急逝されたとの報に接した時にはショックで何も手につかない状態が長く続きました…しかも、急性心不全…

コージー・パウエルの時もそうでしたが、人間の生命は明日にはどうなってるかわからない、という現実に痛烈に殴られた俺にとって、青木さんの訃報は、改めて人生観っていうものを考える、大きな転換点となりました…

そんな俺がベースプレイヤー青木智仁に初めて衝撃を受けたのは、栗林誠一郎のアルバム"Summer Illusion"で、でした。

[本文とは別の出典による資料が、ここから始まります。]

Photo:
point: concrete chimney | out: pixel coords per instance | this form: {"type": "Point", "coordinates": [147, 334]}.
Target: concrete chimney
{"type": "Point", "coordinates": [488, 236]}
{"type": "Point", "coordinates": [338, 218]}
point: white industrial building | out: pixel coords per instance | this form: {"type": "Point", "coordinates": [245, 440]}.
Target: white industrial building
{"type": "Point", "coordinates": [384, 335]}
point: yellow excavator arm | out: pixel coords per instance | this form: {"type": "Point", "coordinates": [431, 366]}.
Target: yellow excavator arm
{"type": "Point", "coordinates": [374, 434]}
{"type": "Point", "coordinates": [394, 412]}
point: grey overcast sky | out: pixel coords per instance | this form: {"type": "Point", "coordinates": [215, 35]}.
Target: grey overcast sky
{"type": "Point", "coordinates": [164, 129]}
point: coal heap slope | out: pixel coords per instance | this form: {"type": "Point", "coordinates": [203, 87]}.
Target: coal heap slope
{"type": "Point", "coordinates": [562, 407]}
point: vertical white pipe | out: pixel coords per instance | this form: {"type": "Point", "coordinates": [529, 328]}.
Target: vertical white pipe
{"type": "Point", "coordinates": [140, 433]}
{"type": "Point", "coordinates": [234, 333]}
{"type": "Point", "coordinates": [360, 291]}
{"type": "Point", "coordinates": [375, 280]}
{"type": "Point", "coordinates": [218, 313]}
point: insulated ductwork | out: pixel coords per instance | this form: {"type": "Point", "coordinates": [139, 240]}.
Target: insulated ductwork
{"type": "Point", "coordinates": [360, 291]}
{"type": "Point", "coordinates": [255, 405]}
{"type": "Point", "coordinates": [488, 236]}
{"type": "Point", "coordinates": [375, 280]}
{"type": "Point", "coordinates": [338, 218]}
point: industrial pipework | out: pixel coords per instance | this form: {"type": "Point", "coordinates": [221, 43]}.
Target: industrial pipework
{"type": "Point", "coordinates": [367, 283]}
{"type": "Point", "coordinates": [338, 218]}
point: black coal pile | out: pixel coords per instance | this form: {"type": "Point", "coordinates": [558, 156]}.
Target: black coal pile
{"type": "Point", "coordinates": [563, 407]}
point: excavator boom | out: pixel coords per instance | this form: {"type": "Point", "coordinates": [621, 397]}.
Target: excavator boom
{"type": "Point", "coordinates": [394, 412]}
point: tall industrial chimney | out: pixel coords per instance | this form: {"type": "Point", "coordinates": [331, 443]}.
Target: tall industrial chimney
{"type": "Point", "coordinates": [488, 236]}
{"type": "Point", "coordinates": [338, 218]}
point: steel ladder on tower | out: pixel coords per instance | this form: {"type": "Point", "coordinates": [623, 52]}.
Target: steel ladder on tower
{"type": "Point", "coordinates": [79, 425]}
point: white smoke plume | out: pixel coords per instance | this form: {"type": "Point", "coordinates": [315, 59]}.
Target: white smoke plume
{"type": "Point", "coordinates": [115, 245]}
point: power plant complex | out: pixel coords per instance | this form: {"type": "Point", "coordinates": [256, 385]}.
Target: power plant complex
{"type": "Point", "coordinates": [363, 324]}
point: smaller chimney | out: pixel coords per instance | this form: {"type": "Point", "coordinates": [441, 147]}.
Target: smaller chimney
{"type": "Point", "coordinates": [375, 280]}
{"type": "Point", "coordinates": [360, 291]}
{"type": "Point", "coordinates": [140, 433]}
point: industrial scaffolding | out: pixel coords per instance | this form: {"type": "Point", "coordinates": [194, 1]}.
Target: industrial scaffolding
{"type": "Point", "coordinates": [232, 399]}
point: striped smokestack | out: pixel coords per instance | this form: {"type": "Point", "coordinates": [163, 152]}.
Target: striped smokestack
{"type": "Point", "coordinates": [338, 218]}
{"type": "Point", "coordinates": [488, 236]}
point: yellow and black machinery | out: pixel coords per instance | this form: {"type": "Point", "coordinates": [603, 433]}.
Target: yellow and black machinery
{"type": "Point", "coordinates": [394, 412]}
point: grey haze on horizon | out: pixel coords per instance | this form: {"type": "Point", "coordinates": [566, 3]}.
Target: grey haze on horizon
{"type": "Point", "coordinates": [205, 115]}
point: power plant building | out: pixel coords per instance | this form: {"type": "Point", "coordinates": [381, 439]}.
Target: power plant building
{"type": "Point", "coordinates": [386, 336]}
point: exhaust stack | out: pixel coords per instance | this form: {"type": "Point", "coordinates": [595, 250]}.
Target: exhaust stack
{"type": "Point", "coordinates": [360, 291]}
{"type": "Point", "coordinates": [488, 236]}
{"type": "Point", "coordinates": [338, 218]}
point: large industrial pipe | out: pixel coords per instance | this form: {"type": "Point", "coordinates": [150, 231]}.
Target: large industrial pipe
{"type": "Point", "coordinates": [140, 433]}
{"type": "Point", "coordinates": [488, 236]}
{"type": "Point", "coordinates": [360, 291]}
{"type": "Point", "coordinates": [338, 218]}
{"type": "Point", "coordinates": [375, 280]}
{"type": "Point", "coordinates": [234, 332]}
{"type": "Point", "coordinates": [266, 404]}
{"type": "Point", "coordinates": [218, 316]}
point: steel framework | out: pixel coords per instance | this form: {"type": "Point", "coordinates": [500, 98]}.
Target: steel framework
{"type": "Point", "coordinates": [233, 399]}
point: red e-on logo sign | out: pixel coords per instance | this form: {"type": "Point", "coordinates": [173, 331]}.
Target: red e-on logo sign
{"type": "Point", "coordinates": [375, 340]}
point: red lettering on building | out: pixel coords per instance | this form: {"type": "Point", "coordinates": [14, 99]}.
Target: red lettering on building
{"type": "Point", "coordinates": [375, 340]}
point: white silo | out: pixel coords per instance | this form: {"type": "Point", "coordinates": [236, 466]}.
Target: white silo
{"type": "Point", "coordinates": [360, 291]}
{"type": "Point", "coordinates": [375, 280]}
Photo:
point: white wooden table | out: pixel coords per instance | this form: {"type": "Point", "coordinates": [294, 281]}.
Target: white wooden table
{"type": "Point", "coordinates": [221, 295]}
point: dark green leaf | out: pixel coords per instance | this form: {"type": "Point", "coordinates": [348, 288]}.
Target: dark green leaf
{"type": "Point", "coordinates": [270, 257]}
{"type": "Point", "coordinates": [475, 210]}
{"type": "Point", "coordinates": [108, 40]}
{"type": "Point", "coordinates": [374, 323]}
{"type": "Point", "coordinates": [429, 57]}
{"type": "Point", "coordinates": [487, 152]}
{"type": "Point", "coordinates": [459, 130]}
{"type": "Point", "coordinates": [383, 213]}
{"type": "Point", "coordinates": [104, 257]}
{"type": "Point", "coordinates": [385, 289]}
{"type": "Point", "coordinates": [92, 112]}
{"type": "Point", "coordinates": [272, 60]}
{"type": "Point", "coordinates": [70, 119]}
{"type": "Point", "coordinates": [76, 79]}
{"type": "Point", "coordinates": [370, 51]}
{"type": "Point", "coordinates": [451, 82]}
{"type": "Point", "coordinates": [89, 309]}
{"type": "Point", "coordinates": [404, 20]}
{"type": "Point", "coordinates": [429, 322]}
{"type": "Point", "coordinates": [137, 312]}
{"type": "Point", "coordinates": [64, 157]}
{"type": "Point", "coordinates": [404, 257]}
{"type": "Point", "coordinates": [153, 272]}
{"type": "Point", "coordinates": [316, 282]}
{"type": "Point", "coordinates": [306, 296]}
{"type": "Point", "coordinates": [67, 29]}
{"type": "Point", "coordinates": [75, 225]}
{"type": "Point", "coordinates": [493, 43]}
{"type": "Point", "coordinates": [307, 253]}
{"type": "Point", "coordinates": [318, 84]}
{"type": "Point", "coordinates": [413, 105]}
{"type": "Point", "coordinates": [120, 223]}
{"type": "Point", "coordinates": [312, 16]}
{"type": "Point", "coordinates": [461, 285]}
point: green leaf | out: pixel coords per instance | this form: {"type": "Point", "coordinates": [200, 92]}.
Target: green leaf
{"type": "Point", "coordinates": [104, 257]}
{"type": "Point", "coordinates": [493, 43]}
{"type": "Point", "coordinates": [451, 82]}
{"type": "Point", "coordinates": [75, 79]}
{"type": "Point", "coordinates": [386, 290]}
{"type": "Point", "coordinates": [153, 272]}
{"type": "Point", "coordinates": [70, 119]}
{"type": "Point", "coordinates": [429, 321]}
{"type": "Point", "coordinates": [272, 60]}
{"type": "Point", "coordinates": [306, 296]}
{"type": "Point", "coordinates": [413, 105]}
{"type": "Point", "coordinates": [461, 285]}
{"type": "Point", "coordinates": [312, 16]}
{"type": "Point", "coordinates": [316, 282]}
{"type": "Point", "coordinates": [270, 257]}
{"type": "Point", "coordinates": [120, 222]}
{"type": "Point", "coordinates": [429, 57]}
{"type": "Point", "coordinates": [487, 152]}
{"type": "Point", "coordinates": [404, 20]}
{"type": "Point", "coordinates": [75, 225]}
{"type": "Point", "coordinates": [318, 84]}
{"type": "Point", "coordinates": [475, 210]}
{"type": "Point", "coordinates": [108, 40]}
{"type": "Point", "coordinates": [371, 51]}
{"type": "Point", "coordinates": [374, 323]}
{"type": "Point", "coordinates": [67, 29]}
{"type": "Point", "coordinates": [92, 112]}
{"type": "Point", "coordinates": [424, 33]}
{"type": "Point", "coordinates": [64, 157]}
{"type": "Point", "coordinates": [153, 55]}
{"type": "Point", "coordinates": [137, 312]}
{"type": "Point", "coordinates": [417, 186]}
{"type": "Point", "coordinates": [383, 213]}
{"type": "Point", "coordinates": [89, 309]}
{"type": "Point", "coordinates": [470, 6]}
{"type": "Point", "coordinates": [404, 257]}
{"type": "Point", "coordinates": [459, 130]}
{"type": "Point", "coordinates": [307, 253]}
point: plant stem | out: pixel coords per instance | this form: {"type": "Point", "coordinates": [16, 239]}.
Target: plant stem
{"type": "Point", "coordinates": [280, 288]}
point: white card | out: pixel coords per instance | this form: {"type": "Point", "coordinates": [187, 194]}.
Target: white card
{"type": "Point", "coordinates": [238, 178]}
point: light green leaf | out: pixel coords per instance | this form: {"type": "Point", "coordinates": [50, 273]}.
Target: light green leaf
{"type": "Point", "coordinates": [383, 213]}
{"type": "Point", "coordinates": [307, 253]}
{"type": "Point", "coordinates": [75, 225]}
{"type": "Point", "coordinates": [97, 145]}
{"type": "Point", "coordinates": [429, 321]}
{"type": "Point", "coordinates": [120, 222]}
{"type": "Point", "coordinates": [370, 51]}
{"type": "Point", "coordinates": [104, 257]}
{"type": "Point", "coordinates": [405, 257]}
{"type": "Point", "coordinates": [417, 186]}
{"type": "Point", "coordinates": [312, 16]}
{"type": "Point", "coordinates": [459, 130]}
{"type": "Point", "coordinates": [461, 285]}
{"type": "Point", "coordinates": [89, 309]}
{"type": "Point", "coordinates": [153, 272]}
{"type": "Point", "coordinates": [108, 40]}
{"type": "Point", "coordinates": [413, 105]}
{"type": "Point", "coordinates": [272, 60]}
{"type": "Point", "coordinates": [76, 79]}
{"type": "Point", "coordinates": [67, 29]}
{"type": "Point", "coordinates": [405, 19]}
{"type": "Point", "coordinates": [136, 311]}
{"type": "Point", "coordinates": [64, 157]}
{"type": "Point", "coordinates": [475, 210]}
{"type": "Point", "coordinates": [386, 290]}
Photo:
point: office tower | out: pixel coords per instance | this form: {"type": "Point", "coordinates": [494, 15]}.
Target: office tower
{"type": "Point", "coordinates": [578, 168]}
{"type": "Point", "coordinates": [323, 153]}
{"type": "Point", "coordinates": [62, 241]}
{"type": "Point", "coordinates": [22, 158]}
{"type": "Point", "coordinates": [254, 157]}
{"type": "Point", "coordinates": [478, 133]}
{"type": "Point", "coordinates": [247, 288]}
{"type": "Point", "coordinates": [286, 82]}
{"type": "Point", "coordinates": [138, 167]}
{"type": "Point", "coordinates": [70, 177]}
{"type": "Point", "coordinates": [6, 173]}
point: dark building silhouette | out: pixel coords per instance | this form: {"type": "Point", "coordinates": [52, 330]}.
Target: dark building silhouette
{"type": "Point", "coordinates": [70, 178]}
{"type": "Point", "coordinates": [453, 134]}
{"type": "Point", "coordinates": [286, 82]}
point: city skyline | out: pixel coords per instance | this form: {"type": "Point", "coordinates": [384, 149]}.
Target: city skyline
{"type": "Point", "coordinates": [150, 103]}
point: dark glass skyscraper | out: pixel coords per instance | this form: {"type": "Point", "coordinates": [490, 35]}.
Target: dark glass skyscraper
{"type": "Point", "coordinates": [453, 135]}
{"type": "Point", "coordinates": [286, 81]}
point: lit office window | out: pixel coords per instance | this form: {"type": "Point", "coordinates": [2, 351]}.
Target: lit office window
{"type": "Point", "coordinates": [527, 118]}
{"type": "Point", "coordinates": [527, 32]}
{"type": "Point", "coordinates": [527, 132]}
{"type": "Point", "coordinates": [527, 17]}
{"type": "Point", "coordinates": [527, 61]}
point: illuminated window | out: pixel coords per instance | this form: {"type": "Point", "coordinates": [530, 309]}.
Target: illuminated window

この中に収録されている"Sick Night"という楽曲のベース聴いて、こんなにきらびやかなベースプレイもあるんだ、って…衝撃を受けココロを奪われたのを、つい先日のことのように思い出します。

しかし、いろいろ聴きこんで、調べていくうちに、俺の「初青木」はこの曲ではなかったことが判明するわけです。

高校時代、吹奏楽部に所属していた俺はフレンチホルンを吹いてたわけですが、それとは別に、POPな楽曲とかではフレンチホルンから離れ、エレキベース要員にまわってたんです。

俺は、実に「悪い吹奏楽部員」でして、ベースに関してはアレンジされている譜面をそのまま弾くことをしない人でした。勿論基本となるコードやルートはおさえつつ、それを踏まえてベースラインを自らアレンジしたものを、合奏では持ち込んで弾いていました。

だって、こう言っちゃアレだけど…
吹奏楽用にアレンジされたベースの譜面のなんとツマランことといったら。大人数の集合体だからしぜんそうなるのもわからんでもないが、殆どがコードの根音をなぞって一定のリズムを与えてるだけなんだもん。底辺のひろがりやら歌心なんて、あったもんじゃない。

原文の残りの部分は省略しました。